Weld County Irrigation
Here is a land where life is written in water.
- Thomas Hornsby Ferril
Hard-pressed to turn crusty sod into fertile soil, northern Colorado's earliest farmers devised an ingenious solution: they built "more rivers." Beginning in 1870, settlers in the Poudre and Platte valleys dug hundreds of miles of canals, transforming a slice of the Great American Desert into an agrarian stronghold. Farming now rivaled mining as Colorado's primary industry; the state's cultivated acreage increased thirty-fold between 1870 and 1920, and agriculture's share of the economy more than doubled. The irrigation methods developed here gave Colorado—and the Great Plains as a whole—a foundation for permanent settlement. Long after most of the mines had been abandoned, the canals remained in use, the backbone of a vast farming civilization. Weld County is among the nation's most heavily irrigated counties.

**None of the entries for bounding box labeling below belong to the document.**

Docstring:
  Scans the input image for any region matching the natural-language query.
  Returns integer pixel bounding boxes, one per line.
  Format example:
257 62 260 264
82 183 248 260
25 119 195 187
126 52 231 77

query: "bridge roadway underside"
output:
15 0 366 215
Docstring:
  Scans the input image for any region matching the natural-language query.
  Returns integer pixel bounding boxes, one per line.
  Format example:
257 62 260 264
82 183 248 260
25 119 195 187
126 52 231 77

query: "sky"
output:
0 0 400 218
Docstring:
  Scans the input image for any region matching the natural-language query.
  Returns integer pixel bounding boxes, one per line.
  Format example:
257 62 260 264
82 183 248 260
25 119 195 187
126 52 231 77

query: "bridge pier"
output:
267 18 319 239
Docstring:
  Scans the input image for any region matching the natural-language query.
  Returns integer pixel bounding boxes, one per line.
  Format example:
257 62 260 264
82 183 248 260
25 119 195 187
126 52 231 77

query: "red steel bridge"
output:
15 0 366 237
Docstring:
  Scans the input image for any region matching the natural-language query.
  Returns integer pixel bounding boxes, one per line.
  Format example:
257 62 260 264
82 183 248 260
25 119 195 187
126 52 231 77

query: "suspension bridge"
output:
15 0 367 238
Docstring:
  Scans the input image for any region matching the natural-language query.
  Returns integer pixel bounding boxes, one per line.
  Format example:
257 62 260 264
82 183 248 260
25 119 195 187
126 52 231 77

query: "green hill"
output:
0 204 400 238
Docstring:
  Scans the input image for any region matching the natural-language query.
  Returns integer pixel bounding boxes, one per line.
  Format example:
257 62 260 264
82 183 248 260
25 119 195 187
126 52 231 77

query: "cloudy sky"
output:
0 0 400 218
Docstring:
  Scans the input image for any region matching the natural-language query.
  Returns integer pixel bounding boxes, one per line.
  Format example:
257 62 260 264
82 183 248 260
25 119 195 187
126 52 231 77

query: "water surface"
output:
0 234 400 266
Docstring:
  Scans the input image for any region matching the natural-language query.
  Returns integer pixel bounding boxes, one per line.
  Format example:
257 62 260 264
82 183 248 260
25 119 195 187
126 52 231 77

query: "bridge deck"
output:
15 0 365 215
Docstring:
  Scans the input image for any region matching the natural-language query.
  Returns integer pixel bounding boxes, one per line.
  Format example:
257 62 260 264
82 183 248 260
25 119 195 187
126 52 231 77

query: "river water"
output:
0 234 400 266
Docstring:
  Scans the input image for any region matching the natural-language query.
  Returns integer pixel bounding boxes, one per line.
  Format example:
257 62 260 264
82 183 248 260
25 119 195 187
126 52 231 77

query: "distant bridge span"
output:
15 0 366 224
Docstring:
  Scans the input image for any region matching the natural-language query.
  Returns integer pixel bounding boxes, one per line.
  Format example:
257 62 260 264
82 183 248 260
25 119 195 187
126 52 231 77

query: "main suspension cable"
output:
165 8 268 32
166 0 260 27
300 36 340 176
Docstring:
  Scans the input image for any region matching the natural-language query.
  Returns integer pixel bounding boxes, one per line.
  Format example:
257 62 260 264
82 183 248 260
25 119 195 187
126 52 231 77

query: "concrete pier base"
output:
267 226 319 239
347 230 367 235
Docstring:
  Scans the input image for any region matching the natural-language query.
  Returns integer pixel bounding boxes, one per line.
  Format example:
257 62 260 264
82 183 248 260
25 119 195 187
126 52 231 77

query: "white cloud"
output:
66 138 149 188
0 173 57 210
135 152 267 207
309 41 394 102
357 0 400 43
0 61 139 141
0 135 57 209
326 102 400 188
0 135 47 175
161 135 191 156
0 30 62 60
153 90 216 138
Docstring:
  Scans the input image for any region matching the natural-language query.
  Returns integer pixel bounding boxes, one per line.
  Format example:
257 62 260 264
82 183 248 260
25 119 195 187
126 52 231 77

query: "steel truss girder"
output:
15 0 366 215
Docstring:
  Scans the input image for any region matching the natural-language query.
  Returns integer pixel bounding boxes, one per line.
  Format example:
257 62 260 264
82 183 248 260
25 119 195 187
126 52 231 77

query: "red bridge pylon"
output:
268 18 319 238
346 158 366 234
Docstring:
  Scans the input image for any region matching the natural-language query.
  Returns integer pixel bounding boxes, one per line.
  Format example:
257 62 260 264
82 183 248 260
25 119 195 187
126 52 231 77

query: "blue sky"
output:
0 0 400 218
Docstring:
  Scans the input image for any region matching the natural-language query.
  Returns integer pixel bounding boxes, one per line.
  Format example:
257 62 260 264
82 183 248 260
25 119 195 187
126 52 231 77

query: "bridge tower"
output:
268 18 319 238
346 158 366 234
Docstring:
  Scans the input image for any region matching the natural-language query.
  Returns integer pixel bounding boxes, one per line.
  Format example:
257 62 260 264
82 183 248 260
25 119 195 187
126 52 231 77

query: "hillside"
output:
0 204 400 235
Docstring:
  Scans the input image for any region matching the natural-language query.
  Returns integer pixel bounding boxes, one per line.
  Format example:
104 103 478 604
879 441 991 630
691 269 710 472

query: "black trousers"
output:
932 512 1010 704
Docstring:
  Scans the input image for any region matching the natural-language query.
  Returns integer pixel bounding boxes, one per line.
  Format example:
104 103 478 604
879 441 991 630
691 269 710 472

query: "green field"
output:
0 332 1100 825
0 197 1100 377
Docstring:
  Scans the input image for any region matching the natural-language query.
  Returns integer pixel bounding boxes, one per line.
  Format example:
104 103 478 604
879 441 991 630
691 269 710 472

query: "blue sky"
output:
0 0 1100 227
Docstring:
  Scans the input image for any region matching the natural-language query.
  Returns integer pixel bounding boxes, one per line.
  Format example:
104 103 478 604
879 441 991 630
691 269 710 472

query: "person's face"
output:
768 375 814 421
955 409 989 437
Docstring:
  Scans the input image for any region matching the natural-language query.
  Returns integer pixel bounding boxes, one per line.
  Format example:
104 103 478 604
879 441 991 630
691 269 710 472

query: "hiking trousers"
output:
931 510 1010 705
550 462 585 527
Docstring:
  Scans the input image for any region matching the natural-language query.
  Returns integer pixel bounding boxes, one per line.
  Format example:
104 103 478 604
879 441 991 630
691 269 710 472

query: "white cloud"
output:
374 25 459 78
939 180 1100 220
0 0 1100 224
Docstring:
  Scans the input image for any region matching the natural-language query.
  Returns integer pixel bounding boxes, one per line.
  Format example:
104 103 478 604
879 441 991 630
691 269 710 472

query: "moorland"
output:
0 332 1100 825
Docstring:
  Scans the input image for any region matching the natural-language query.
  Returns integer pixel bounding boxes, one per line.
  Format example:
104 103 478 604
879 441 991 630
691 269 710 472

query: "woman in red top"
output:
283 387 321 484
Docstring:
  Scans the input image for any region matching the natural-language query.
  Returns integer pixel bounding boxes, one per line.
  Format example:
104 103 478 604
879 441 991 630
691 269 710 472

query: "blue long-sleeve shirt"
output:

One man alone cannot build an irrigation canal many miles in length and so redeem broad prairie land from the curse of sterility. It takes combined energy, skill, and capital to construct them.
- William Pabor
After carving a tiny irrigation ditch by himself, Benjamin Eaton (a future Colorado
governor) saw the need for settlers to pool their resources. An individual might be able to water a few acres, but groups of people working together could irrigate whole counties. In 1870 the Union Colony created the first canal cooperative (or "joint-stock company"), which guaranteed each shareholder a certain amount of water per year in exchange for construction and maintenance fees. More than a dozen similar facilities opened in northern Colorado during the 1880s, including Eaton's colossal Larimer and Weld Canal, which created well over 60,000 acres of new farm land. The rugged individualist may be a western icon, but it took collective effort to make Colorado into a farming state.